Wäre das ein neuer, nächster Film?

Matthias Schweighöfer: Absolut, ich habe auch überlegt, ob wir den machen. Das war eigentlich auch der Grund, warum ich ihn spielen wollte. Unglaublich, was der durchgezogen hat.

Sie machen auch Musik, Ihr neues Album "Hobby" erschien Anfang September. Fehlen Ihnen die Live-Auftritte?

Matthias Schweighöfer: Ja. Bei Konzerten ist man den Zuschauern unmittelbar nah. Das Gefühl von drei bis vier Tausend tanzenden Menschen, die sich mit deinen Texten beschäftigen - das ist eine andere Emotionalität, das fehlt mir wirklich.

Worauf könnten Sie am ehesten verzichten - aufs Schreiben, Musikmachen, Regieführen, Schauspielen?

Matthias Schweighöfer: Schauspielen auf gar keinen Fall - auf alles andere ja. Schauspielen ist das Muss - die Glut halt.

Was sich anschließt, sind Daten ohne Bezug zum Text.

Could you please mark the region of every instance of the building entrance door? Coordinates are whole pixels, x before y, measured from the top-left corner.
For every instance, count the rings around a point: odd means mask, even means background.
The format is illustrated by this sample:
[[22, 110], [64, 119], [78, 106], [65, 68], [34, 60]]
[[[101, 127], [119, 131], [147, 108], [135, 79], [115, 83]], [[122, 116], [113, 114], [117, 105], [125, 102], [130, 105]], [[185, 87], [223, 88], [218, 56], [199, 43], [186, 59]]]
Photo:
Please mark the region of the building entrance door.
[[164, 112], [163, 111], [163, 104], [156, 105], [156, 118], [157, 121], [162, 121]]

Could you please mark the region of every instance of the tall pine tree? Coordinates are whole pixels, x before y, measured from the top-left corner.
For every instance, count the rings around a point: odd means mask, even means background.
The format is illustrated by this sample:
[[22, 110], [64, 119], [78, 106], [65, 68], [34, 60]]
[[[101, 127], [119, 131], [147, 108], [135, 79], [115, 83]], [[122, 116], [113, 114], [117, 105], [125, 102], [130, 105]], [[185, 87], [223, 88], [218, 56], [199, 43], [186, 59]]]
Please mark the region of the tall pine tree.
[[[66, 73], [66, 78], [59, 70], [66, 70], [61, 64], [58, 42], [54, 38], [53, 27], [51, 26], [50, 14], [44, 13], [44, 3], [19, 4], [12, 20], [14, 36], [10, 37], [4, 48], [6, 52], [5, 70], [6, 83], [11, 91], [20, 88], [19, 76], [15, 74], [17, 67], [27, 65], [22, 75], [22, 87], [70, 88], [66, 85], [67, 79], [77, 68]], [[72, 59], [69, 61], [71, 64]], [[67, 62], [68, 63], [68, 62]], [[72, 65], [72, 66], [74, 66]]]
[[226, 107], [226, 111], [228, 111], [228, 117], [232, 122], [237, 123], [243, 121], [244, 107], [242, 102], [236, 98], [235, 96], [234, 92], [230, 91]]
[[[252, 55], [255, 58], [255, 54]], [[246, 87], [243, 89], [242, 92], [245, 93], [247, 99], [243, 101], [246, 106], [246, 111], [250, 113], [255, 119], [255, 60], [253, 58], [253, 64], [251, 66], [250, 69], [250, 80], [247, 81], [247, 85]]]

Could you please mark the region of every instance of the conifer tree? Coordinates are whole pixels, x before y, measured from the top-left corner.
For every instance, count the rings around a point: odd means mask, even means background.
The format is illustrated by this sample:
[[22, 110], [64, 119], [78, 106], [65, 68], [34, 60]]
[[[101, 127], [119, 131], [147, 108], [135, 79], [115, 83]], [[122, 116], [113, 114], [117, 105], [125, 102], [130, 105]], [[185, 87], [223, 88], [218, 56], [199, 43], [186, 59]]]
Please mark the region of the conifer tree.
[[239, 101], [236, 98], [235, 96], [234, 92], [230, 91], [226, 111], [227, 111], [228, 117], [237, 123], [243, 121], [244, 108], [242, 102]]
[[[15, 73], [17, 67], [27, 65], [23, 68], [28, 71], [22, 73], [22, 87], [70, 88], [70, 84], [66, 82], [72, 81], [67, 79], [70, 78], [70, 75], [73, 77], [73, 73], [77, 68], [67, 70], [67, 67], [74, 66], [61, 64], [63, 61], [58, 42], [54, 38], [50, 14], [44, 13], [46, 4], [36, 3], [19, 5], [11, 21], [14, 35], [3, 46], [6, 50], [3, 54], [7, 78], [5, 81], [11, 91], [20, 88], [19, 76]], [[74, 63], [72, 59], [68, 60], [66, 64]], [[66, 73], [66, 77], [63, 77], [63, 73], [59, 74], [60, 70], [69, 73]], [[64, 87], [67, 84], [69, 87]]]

Gibt es einen Film, der das, was Sie als Schauspieler wollen, besonders gut rüberbringt?

Matthias Schweighöfer: Auf die Zug-Szene in "Resistance" bin ich stolz. Da ist es mir gelungen.

Welche Auswirkungen hatte die Pandemie auf Sie bzw. Ihre Firma?

Matthias Schweighöfer: Wir mussten uns etwas verkleinern, haben aber weitergemacht. Es stellt sich auch die Frage, welche Chancen sich daraus ergeben. Es blieb uns in der Firma wie auch mir persönlich nichts anderes übrig, als das zu akzeptieren und neue Wege zu suchen. Ich hatte Glück, dass ich nicht drehen musste und ich mir Zeit nehmen konnte, um Stoffe zu entwickeln und zu schreiben. Damit wir auch in Zukunft gute Bücher haben.

Wie sehen Sie die Zukunft der Branche?

Matthias Schweighöfer: Ich habe keine Ahnung. Was da passiert, ist furchtbar für die ganze Unterhaltungsindustrie. Meine Mutmaßungen gehen in keine schöne Richtung. Leider ist es relativ real, dass es nie wieder so sein wird, wie es einmal war.